Paris: did you know?

Interesting Facts about Paris

Montparnasse

The Financial Times ranked Paris among the three most important and influential cities in the world. According to other magazines Paris is, apart from one of the most visited cities in world among the top 10 cities to live in.

Paris is ancient and mysterious. Everyone knows all about the iconic sights that fill the travel guides. But what about the random facts about Paris and eccentric details that your average guide book doesn't tell you? Here is a list of things you probably didn't already know about the city.

  • By law, no buildings can exceed six stories in Paris. The reason? Pour que tout le monde ait du soleil (so that all have sunshine).
  • One of the fun facts about Paris is that area of Montparnasse in Paris is named after Mount Parnassus from Greek mythology. Parnassus is where the Muses lived and for this reason was associated with many of the arts such as poetry and music, and learning.
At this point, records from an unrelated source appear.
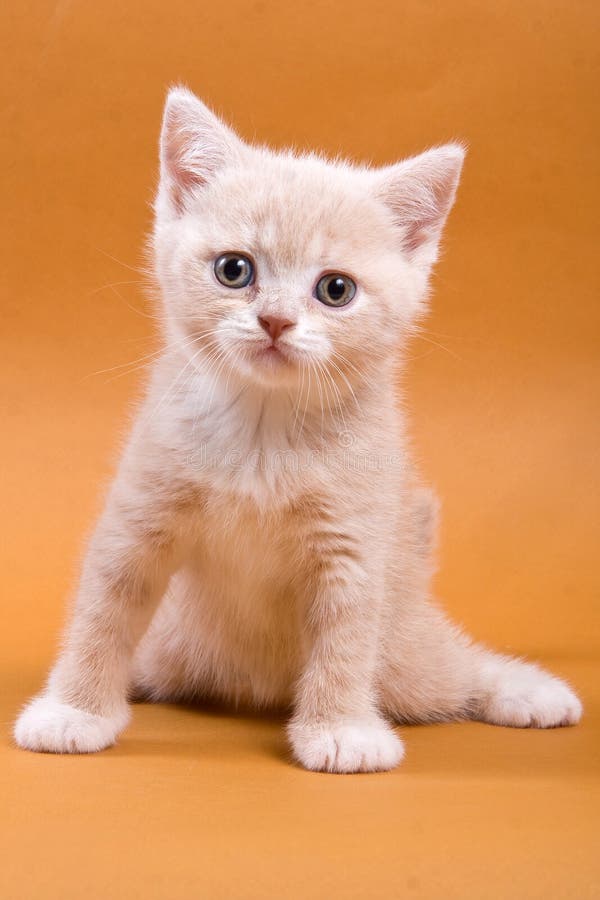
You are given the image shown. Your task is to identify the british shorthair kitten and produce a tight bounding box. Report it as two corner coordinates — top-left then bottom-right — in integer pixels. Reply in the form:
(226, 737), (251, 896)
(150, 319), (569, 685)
(15, 88), (581, 772)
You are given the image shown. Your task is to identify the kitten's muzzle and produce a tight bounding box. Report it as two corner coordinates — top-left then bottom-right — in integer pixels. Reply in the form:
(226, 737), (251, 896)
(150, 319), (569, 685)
(258, 316), (296, 344)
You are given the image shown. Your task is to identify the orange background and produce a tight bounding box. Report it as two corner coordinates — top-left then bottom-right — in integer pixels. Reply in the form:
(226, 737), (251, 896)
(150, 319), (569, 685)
(0, 0), (600, 900)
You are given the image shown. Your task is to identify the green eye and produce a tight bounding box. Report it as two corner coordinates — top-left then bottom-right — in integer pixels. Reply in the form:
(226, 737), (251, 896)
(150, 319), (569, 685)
(215, 253), (254, 288)
(315, 273), (356, 306)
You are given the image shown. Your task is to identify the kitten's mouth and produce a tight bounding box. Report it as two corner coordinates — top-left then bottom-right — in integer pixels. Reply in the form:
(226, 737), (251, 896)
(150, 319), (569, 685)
(253, 343), (290, 365)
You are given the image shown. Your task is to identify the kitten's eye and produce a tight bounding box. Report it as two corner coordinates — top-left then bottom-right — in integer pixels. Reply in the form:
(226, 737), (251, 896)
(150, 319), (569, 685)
(316, 274), (356, 306)
(215, 253), (254, 288)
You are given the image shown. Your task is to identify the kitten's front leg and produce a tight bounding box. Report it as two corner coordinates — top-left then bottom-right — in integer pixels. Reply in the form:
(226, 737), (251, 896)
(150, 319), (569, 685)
(288, 551), (404, 772)
(14, 468), (189, 753)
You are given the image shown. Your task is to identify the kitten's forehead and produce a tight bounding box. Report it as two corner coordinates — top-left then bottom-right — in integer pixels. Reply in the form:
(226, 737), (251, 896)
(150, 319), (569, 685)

The many literature students who recited poetry in the streets on Montparnasse adopted the name, "(le) Mont Parnasse".
  • Paris
  • One of the historical facts about Paris: every year the French commemorate the storming of the Bastille prison in Paris on July 14th 1789. Usually the jail held political prisoners but on the day the Bastille was stormed there were only 7 prisoners in the jail, none of political significance, and four of them had been jailed for check-forging.
  • There are more dogs in Paris than there are children, around 300,000 dogs.
  • And weird facts about Paris? In the 1930s, the idiosyncratic residents of Île St-Louis, located in the very center of Paris, declared the island an independent republic.
  • Do you know why Paris is called the City of Lights? It has nothing to do with the power used to illuminate the Eiffel Tower or the streetlights of the city. Lights in this case, means intellectuals, referring to the high-concentration of writers, artists and academics that have always been drawn to the city.
  • Shakespeare & Company is the most famous English-language bookshop in Paris and it is named after the original store, owned by Sylvia Beach, which published James Joyce's classic novel Ulysses in 1922. The first shop was shut down by the Nazis.
  • The Marais is Paris' comeback kid. Starting life as a bog (marais means swamp in French) it started on its path to hip boutiques and buzzing nightlife in the 13th century when some monks drained the area to start building the Right Bank. Not a bad revival for a bog.
  • And one of the least known facts about Paris: the French capital's latin motto is "Fluctuat nec mergitur" meaning "It is tossed by the waves, but does not sink."